Keywords: chronic otitis media, contralateral ear, cholesteatoma

Abstract: Introduction: Chronic otitis media (COM) is an entity of high prevalence and worldwide distribution. Despite being studied in depth, its pathogenesis is still a matter of discussion. One of the theories for its pathogenesis is the continuum. According to this theory, otitis media is described as a sequence of events, initiated by an insult that would lead to a cascade of events. Based on the conception of the Continuum, we studied the contralateral ear of patients with COM. Study design: Clinical prospective randomized. Material and Method: 108 patients were included in this study. All had been diagnosed as having COM (with or without cholesteatoma) and were being followed by the Research on Middle Ear Pathologies Group of the Hospital de Clínicas de Porto Alegre. Otoendoscopy with optic fiber was carried out on the affected ear just as in the contralateral ear, witch was classified as normal or abnormal. Results: 59,2% of all patients had COM with cholesteatoma and 40,8% had COM without cholesteatoma. In 46,3% of patients the contralateral ear was found to have some abnormality. In the group of patients with COM with cholesteatoma, 57% had abnormal contralateral ear, and in the other group the contralateral ear was found to be abnormal in 39%. The abnormality more frequently found on both groups was retraction of the eardrum. Discussion: The results suggest that patients with COM have grater probability of having bilateral disease, witch corroborates the idea that COM is not only an isolated event on the middle ear, but a constitutional one, and, therefore, bilateral.

INTRODUCTION

Chronic otitis media (COM) is defined as the presence of tissue abnormalities in the middle ear, of inflammatory origin and irreversible character1, 2. It has high prevalence and worldwide distribution - characteristics that added up provide it with the position of "public health issue", even in the present moment3, 4.

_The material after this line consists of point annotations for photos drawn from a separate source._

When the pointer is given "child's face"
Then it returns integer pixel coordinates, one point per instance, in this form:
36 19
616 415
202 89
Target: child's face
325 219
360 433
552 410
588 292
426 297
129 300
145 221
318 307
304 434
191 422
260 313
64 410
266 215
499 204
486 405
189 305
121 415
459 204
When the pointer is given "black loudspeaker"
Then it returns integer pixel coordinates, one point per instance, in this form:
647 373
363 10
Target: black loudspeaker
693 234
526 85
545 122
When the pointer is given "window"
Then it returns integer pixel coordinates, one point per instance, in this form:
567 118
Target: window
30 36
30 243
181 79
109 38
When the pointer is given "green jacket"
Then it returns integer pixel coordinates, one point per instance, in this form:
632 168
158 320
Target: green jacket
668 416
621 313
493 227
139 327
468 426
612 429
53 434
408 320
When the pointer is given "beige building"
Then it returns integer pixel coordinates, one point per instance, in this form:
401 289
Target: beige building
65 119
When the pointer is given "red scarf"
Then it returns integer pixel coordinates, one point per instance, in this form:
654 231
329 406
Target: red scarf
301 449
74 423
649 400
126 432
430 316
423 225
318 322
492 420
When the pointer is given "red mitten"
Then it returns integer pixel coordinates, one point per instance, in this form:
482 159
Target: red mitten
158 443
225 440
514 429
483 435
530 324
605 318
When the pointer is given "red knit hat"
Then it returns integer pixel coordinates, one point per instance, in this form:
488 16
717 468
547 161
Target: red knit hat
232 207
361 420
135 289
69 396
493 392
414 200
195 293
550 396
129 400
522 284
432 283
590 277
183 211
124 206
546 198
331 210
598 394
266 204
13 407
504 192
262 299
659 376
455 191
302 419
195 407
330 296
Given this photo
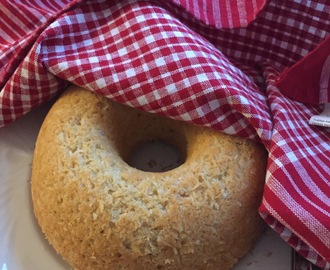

COM, undoubtedly represents one of the main areas of interest within modern Otorhinolaryngology, considering the great variety of research material recently published about the topic5, 6, 7, 8. The main issue concerning COM is probably its pathogenesis. What are the mechanisms that lead to central and marginal perforations? How do cholesteatomas surge and expand? Other very intriguing questions are: Why do different patients, starting from the same initial insult, sometimes present clearly different evolutions? In other words, the questions concerning the issue are still abundant and the answers are nothing more than a list of hypothesis proposed by the literature.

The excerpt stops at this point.